Cogeneration or combined heat and power (CHP) is the use of a heat engine or power station to generate electricity and useful heat at the same time. Trigeneration or combined cooling, heat and power refers to the simultaneous generation of electricity and useful heating and cooling from the combustion of a fuel or a solar heat collector. The terms cogeneration and trigeneration can be also applied to the power systems generating simultaneously electricity, heat, and industrial chemicals – e.g., syngas or pure hydrogen (article: combined cycles, chapter: natural gas integrated power & syngas (hydrogen) generation cycle).
Cogeneration is more thermally efficient use of fuel than producing process heat alone because in electricity production some energy must be rejected as waste heat, but in cogeneration some if this thermal energy is put to good use.
Combined heat and power (CHP) plants recover otherwise wasted thermal energy for heating. This is also called combined heat and power district heating. Small CHP plants are an example of decentralized energy. By-product heat at moderate temperatures (100–180 °C, 212–356 °F) can also be used in absorption refrigerators for cooling.

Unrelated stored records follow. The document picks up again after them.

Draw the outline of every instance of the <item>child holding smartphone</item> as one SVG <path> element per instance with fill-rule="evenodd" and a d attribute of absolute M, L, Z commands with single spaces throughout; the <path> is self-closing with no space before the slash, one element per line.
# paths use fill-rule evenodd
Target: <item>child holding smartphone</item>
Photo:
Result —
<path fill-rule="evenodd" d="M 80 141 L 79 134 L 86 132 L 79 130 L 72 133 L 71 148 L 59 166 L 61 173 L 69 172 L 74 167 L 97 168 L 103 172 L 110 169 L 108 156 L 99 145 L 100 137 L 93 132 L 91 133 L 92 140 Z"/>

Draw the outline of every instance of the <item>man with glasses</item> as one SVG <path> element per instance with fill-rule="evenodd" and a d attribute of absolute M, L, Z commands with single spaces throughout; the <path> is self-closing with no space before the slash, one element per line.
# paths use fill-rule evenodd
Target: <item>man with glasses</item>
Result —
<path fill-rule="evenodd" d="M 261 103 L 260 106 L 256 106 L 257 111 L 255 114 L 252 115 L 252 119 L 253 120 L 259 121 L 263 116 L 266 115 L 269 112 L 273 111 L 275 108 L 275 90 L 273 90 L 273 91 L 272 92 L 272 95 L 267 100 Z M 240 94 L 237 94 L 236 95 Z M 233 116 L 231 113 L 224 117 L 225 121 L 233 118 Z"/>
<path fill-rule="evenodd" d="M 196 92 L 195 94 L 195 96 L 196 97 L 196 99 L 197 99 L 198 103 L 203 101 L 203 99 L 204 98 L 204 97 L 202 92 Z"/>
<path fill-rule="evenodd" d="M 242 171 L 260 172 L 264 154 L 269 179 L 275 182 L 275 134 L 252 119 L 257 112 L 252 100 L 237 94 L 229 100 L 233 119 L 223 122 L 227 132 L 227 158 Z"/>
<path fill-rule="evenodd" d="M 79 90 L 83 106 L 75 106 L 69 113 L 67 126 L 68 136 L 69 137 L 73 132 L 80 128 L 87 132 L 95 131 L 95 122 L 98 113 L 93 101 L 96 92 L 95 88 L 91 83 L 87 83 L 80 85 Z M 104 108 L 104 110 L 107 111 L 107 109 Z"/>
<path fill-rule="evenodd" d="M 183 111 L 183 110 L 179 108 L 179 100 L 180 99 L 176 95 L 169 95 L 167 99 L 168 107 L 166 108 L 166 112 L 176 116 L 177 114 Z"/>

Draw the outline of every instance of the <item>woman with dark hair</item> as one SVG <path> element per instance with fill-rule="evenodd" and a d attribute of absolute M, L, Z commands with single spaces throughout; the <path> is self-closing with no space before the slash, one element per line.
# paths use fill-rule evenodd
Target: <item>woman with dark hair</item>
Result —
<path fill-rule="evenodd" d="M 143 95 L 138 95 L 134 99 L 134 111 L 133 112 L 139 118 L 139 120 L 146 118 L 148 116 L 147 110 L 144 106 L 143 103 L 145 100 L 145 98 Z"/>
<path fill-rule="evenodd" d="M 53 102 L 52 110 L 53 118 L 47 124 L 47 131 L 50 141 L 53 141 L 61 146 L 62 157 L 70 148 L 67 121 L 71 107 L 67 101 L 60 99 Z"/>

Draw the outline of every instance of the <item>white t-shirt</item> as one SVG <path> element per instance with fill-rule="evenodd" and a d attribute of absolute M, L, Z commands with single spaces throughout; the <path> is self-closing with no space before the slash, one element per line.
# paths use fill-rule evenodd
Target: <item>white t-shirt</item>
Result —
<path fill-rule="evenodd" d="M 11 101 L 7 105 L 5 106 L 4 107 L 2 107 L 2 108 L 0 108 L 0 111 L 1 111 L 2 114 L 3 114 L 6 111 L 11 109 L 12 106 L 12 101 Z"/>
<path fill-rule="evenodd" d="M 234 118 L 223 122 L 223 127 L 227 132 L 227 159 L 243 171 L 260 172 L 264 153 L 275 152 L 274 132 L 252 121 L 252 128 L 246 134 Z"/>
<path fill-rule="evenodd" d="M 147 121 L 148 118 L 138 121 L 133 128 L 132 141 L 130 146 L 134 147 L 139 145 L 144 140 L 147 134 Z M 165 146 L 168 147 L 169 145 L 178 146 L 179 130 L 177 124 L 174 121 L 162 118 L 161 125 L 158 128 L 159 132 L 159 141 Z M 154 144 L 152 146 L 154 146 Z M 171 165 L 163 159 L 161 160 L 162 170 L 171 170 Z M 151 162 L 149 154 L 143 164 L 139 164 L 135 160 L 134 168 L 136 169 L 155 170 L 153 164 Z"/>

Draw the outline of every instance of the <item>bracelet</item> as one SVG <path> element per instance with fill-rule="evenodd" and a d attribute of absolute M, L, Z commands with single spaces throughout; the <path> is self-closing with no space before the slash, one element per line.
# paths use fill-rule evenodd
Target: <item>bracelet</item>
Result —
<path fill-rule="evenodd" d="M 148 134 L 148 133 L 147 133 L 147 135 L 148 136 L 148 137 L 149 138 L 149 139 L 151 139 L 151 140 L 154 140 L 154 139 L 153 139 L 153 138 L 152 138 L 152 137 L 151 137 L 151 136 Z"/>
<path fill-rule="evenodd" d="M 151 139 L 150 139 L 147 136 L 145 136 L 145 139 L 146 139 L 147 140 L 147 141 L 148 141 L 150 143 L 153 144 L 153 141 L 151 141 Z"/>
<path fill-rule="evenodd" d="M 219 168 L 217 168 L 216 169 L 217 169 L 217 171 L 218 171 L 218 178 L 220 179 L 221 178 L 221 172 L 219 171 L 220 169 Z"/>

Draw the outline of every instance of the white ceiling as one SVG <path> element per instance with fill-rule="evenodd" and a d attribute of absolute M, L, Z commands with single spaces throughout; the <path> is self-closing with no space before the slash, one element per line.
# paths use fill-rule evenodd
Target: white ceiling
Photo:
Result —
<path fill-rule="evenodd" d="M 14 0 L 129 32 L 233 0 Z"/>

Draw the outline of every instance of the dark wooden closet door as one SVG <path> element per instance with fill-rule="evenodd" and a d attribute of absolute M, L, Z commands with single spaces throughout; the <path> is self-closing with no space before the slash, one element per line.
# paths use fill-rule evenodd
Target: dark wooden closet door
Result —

The supply of high-temperature heat first drives a gas or steam turbine-powered generator. The resulting low-temperature waste heat is then used for water or space heating. At smaller scales (typically below 1 MW) a gas engine or diesel engine may be used. Trigeneration differs from cogeneration in that the waste heat is used for both heating and cooling, typically in an absorption refrigerator. Combined cooling, heat and power systems can attain higher overall efficiencies than cogeneration or traditional power plants. In the United States, the application of trigeneration in buildings is called building cooling, heating and power. Heating and cooling output may operate concurrently or alternately depending on need and system construction.